– Ух, декадент, – не скрывая радости, бросил вслед поэту Фаддей Авдеич. Итак, выдох сделан, рот открыт, еще, казалось бы, какая-то секунда…
– Фаддей Авдеич, подождите выпивать. Я бедная несчастная пенсионерка. Я честно отстояла очередь и теперь требую от вас защиты. – В образовавшейся гробовой тишине Фаддей Авдеич медленно поставил на стол свой наполненный до краев стопарь, еще раз громко выдохнул, после чего мизинцами раздвинул уголки своего рта и только после этого повернулся к пенсионерке:
– Ба, Баррикада Девятьсотпятовна, какими судьбами?

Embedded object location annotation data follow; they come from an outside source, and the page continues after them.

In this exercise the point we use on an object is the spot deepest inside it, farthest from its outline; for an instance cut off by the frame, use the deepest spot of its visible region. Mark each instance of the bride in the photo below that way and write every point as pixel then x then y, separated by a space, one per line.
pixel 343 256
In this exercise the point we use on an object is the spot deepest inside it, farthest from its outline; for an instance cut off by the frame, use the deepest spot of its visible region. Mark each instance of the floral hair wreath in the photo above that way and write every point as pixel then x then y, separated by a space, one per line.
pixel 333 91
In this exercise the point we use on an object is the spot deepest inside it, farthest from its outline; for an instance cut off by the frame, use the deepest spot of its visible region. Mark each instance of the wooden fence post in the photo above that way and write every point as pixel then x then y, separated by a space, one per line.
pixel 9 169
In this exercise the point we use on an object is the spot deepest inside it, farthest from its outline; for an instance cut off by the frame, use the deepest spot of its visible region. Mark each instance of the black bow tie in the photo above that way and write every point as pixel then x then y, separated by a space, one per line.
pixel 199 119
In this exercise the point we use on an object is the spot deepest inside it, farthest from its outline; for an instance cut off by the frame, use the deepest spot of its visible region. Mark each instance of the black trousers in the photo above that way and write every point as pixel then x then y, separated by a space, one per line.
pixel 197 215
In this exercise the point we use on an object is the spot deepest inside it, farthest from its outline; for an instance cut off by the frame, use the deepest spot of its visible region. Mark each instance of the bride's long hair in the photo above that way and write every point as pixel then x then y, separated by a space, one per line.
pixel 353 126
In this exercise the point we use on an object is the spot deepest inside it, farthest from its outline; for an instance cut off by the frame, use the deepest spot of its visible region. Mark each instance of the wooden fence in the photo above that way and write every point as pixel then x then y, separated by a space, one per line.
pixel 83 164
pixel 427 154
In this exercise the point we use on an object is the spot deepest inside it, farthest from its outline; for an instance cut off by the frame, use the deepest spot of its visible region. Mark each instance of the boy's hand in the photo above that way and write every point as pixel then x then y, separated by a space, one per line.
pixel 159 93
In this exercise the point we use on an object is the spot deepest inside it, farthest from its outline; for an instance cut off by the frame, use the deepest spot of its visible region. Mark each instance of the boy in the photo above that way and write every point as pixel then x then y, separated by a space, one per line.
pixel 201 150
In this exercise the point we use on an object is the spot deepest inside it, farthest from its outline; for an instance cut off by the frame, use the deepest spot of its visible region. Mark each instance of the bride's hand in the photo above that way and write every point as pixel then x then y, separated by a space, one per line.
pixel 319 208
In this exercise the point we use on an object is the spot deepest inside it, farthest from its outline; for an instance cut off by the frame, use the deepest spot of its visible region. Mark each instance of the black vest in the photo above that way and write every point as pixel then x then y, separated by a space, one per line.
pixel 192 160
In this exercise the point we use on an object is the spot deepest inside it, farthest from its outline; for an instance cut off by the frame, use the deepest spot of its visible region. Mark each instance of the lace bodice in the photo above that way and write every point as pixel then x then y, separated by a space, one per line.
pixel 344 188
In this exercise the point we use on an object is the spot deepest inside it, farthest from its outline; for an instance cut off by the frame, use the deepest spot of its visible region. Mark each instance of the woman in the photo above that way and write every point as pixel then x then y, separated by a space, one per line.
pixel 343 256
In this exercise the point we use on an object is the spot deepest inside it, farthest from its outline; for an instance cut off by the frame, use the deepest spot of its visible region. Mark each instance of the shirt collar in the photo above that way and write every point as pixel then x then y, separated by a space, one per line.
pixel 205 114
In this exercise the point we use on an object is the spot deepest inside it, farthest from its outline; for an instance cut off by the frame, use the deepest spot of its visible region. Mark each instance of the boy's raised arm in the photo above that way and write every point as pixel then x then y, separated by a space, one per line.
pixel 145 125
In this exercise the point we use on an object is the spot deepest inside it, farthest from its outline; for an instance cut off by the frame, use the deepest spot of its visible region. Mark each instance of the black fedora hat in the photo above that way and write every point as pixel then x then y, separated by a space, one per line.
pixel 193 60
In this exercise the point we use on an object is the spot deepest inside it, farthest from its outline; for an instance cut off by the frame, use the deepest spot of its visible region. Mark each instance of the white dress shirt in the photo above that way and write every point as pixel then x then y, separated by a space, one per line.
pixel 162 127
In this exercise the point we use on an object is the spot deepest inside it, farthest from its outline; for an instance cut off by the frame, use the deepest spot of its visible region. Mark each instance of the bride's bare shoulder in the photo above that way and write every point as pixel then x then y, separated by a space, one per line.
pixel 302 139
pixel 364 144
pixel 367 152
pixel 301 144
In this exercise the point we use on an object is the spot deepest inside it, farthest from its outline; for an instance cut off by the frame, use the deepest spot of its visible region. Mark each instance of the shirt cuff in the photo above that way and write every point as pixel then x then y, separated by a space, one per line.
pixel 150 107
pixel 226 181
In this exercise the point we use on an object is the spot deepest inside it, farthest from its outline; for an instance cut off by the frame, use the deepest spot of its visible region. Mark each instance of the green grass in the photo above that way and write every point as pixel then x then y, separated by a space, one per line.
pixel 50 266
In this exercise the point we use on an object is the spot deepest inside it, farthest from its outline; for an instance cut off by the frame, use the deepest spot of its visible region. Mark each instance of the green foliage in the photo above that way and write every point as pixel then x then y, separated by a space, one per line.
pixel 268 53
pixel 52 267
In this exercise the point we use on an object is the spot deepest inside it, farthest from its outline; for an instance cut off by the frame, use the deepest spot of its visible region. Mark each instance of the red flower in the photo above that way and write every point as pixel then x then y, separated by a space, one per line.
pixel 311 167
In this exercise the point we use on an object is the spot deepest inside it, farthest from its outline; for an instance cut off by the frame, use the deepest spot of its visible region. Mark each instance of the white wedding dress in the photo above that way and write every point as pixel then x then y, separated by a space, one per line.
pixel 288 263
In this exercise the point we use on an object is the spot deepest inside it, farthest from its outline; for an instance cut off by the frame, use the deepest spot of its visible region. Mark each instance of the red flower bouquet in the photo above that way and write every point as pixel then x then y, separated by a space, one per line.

– Вы, Фаддей Авдеич, перестаньте мне тут со своими отговорками. Знаю я вас.
– Помилуйте, Баррикада Девятьсотпятовна, я весь во внимании. Что же у вас там опять стряслось, дорогая вы моя?
– Дорогая, но не ваша. А стряслось вот что – бандитизм! Ляпкин с Тяпкиным оттяпали у меня от огорода с двух сторон по две сотки! Вот!
– Ай-ай-ай! А чем, мерзавцы, мотивируют?
– А у них, оглоедов, видишь ли, брюссельская капуста разрастается. А мотивируют, подлецы, тем, что так и прет, так и прет. Причем с двух сторон она у них прет и все на мой огород. А я вам тут как раз чертежик их экспансии нарисовала. Вот здесь стрелочками, значит, их захват и указан, а на чертежике у меня все в строгом соответствии с масштабом безобразия… – Пенсионерка резко хлопнула ладонью (вместе с чертежиком) об стол, и по ее решительному выражению лица было понятно, что не взглянуть на этот самый чертежик было бы просто неразумно. Да, по-моему, и небезопасно.
– Согласен – безобразие! – как смог, в сердцах воскликнул Фаддей Авдеич, с силой сжав в могучем кулаке пожелтевшую от времени бумажку. – Откровенный вандализм! Вот мой ответ Чемберлену, Баррикада Девятсотпятовна. Да мы поставим на дыбы всю общественность, а если надо, так и новгородское вече соберем. Мы выведем на чистую воду и Ляпкина с Тяпкиным, и Салтыкова с Щедриным, и Бестужева с Рюминым и Муравьева с Апостолом!.. Но не сегодня. Не на ночь глядя. К ночи активность масс стихает.
– Знаете что, Фаддей Авдеич…
– Да-да, дорогая вы моя, именно так – стихает. И ничего ты с этим не поделаешь. А вот Гаргантюа Пантагрюэлевич о вас уже шесть раз как осведомлялся. «Не вернулась ли еще с полей моя незабвенная Баррикада Девятсотпятовна?» Да-да, так и сказал: «Незабвенная». Я ж с ним совсем недавно разговаривал. Стоит, понимаешь, гордый, как всегда, а глаза-то голодные. Ну вы же знаете, что он без вас ужинать-то не начнет.
– Ох, хитрец вы, конечно, Фаддей Авдеич, но что правда, то правда: ужинать без меня не станет, голубь мой сизокрылый…. Но вы меня знаете. Я это дело так не оставлю.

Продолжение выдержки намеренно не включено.